也好,暂且先离开,若是找到了夏洛荻,先私下商榷一二,免得授人以柄。
“那就劳烦祖父了。”
德妃正要离开,不想闻人清钟也跟了上来。
“娘娘留步。”
“……闻人大人有何事?”
“衣料是宫人的,臣只怕歹人潜伏于娘娘身侧,还是留在此地为上。”
闻人清钟在一边观察德妃的神态,忽而似乎联想到了什么,眉开眼笑道“我等今日既吃了李太师的酒,少不得要替李太师跑这一趟,恰巧今日三法司中只有都察院同僚在座,大家不妨认一认衣料,顺便帮太师和娘娘解忧?”
四周之人怪异的目光投来,他们不敢直接说是德妃指使的,但事发于李府之中,唯一的线索是德妃身边的宫人,她的嫌疑的确最大。
……这崽种。
德妃总算明白为什么夏洛荻对他的敌意如此明显,若不是顾忌淑女的仪态,她也想骂。
她肯定相信夏洛荻不会做出故意推人致伤的事,可真被闻人清钟查出来带着后妃偷摸出来,她这个德妃简直颜面扫地。
正在此时,后面传来一声“抓住了!”
德妃闭上了眼,夏洛荻那身板也不像是能飞檐走壁的,被抓住也是意料之中。
正寻思着这场面该如何圆时,便见闻人清钟与一干都察院官吏神色诧异。
“呔!”有一个没醒酒的都察院官吏调出来,大喝一声,“妖妇,尔不在宫里闭门思过,安敢擅自出宫,我大魏纲纪何在!体统何存?!”
只是骂她擅自出宫?
德妃转过去,只见夏洛荻已不是一身内监服了,而是一袭圆领青袍,脸上挂着三绺青髯。
……什么时候换的衣服?难怪今早出来的时候穿得这么厚实。
“陛下为娘娘省亲,特赐御礼,我乃为陛下跑这一趟。”
闻人清钟显然也是一愣,颇有些失落“陛下赏赐,向来由高公公负责,几时劳烦得到后妃?”
夏洛荻面不改色道“高公公昨日送弹劾折子的时候,因折子太多不慎摔倒告假了,陛下让我来负责代他一段时日。
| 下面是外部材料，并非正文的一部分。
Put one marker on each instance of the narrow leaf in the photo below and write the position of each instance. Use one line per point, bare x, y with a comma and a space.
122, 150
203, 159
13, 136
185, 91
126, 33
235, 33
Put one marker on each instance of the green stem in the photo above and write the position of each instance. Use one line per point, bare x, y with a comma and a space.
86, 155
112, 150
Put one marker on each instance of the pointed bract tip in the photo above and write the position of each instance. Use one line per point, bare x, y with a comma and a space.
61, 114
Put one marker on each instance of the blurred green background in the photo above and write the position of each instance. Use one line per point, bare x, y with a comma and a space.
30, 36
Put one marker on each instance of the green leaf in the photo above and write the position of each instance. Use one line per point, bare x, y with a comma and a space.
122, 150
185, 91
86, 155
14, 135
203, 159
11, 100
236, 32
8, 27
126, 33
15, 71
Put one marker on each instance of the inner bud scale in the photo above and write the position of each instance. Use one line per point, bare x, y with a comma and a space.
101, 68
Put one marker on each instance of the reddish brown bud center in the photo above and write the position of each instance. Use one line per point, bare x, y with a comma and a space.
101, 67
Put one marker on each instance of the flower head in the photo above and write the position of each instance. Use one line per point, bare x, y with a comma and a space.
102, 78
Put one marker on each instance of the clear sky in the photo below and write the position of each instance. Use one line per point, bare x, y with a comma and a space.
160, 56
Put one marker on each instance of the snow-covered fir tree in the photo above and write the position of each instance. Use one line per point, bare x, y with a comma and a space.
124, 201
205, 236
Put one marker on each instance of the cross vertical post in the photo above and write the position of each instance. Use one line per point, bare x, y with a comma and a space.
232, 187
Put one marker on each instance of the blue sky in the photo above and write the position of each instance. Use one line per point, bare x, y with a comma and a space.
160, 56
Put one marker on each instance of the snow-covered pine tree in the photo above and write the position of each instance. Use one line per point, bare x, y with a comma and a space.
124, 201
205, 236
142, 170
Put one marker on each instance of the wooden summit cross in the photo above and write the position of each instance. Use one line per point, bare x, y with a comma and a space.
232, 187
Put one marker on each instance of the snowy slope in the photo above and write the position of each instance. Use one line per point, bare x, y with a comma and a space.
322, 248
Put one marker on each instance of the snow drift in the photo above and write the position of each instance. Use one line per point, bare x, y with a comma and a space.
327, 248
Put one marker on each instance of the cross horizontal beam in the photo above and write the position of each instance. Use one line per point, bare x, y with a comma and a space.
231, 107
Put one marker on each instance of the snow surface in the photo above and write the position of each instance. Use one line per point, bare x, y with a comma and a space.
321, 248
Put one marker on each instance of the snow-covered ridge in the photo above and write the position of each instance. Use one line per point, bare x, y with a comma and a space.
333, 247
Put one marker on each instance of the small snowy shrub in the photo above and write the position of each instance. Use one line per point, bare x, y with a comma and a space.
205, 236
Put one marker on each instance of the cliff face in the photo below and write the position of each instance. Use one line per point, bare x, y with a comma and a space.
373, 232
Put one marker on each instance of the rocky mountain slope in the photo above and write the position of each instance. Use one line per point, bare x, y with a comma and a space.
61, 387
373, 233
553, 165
”
……这绝对是扯谎。
都察院的人也不是傻子,当即便要质疑,却被闻人清钟拦下。
“那……”闻人清钟顿了顿,道,“我等皆陪太师与娘娘游园,只有夏娘娘您是新至,不知适才这乐朗坠伤之事,可与你有什么关联?”
“有啊,当然有。”
“……”
夏洛荻不慌不忙地拍了拍手,只见睚眦不知何时来了李府,单手押上来一个穿着内监衣服的生面孔。
“太师、娘娘,我来时碰巧遇上犬子,见此人鬼祟从侧门摸出,又不像是丹华宫的宫人,是以先拿了下来,路上遇见宫人才知有举人坠伤,不知此人可是府上之人?”
众人迅速看向那人的袖子,果不其然缺了一块。
李太师对夏洛荻的到来稍稍诧异了一下,便道“管家,认一认。”
李府的大管家擦着冷汗上前,认了一认,面露异色,道“回太师,此人不是我府中之人,但昨日老奴看见他在太师府后门游荡,还让护院撵了出去。”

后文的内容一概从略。